Still Ballard has been doing well on the gravytrain, grandstanding and taking nearly all the credit. Just look at all the specials dedicated to him and his ego. The late undersea explorer Ralph White bemoaned Ballard, saying that he wishes that he would give credit where its due and not just act in a "me me me me me" attitude all the time. And don't forget the French covered 80% of the search area, and their participation is hardly mentioned at all. With Ballard, it was originally "how we found the wreck"; now its "how I found the wreck." Without the French, Ballard would never have found the wreck at all...
My web domain.
From the article:
CAN you dispose of reactors by ocean dumping? If so, it seems like they should just build the reactors down there, then get the energy topside somehow. If something happens, just open the door.
Cool! Amazing Toys.
Next time when your involvement in a help organization causes its teams to be barred from entering a foreign country
Next time? When was the first time, pray? You talking about Burma? Because they barred everyone, including the UN, from helping. And, uh, I don't think you want to hold up the Burmese junta as any kind of beacon of moral righteousness. They are evil monstrous thugs that need to burn in the lowest circles of hell for what they've done (and continue to do) to their own people.

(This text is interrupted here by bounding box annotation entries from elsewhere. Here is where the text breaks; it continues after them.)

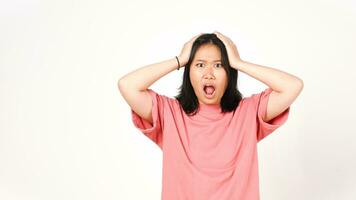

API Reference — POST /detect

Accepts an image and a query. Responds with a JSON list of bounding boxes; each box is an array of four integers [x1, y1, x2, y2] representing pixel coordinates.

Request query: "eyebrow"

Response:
[[196, 59, 221, 62]]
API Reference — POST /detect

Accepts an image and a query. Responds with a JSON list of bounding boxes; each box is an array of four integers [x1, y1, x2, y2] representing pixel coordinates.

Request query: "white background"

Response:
[[0, 0, 356, 200]]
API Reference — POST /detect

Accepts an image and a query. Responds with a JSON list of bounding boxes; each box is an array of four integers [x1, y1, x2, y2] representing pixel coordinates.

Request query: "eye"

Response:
[[196, 63, 203, 67]]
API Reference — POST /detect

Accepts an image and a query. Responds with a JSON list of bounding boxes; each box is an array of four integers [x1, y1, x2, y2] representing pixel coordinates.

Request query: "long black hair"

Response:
[[174, 33, 243, 115]]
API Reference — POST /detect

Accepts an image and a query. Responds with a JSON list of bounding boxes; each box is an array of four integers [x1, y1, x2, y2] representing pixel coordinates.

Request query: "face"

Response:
[[189, 44, 228, 104]]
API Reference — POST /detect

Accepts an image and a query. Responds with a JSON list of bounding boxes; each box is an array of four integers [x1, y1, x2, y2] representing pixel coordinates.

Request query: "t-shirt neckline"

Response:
[[191, 104, 226, 122]]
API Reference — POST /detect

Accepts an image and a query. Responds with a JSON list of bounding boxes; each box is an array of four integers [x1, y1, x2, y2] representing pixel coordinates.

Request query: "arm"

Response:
[[214, 31, 304, 122], [118, 33, 202, 124], [236, 60, 304, 122], [118, 58, 178, 123]]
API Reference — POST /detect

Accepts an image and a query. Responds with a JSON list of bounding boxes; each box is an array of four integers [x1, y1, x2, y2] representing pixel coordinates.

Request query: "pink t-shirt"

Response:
[[131, 88, 290, 200]]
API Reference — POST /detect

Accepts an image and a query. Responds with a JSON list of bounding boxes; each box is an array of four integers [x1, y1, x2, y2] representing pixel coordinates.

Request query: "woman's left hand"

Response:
[[214, 31, 242, 69]]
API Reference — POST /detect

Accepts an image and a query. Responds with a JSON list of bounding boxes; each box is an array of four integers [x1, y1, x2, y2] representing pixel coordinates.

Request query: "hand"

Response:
[[178, 33, 203, 67], [214, 31, 242, 69]]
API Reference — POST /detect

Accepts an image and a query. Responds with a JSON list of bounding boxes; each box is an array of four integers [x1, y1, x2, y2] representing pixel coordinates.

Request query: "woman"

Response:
[[118, 31, 303, 200]]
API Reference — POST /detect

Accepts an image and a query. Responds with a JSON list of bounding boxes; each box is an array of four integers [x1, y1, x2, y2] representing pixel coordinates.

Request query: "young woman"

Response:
[[118, 31, 303, 200]]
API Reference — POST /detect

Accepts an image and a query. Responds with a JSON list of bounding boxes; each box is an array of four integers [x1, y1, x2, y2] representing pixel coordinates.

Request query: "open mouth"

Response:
[[203, 85, 215, 98]]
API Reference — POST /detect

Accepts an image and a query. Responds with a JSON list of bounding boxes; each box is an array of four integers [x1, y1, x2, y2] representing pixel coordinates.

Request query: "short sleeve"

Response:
[[131, 89, 165, 149], [252, 88, 290, 142]]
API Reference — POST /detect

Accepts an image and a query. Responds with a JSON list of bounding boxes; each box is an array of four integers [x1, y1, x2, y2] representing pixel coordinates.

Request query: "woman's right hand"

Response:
[[178, 33, 203, 67]]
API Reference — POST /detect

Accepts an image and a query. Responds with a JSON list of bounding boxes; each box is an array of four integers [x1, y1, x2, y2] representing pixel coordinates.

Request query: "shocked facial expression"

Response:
[[189, 44, 228, 104]]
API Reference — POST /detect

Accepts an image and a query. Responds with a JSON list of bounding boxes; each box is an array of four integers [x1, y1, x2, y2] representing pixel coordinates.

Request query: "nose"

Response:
[[204, 66, 215, 79]]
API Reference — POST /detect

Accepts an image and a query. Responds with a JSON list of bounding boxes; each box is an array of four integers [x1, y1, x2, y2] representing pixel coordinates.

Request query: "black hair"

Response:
[[174, 33, 243, 115]]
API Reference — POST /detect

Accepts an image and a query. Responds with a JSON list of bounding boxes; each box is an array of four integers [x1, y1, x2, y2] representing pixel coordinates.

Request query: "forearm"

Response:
[[238, 61, 303, 92], [118, 57, 178, 91]]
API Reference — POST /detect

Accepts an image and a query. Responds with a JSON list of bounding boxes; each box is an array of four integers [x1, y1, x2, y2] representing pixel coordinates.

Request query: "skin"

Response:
[[189, 44, 228, 104]]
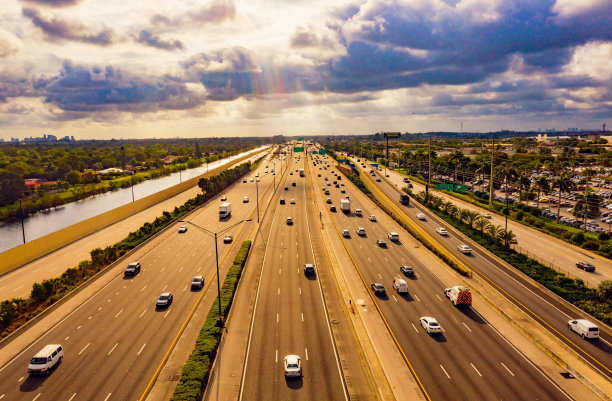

And...um...even if this happened, you are seriously expecting me, a tax-payin' American citizen, to feel hurt if some foreign silly snobs turn down my offer to send some of my hard-earned cash their way in a disaster? Oh dear, they don't like me, boo hoo! Goodness, that's a laugh. I only wish more of the world would refuse to take American help and solve their problems themselves. I wouldn't mind keeping a bit more of my money in my own pocket, that's for sure.
The Navy dropped the project - so, I suppose you can't safely do so.
Umm Old news. This was talked about in Ballard's books he wrote on the Titanic. I am pretty sure it was even discussed in his book discovering the Titanic which came out end of 80's/early 90's.
It was the only way he could get funding plus the use of certain military underwater equipment for scanning and photographing the wreck.
THEGLOMARISSIONWASSOSUCCESSFULINfleecingthetaxpayersthatwe'llhavetotryitagain
Eh, for somebody coming across as a prima donna, you sure have issues. SCRAM stands for Safety Control Rod Ax Man. When Fermi fired up his first reactor, there wasn't much of a method for shutting it down. They hung the hafnium "safety control rod" by a rope, and if readings spiked, the "ax man" was signaled to cut the rope. Very primitive, but functional. There is no "mechanism" that "activates" the control rods.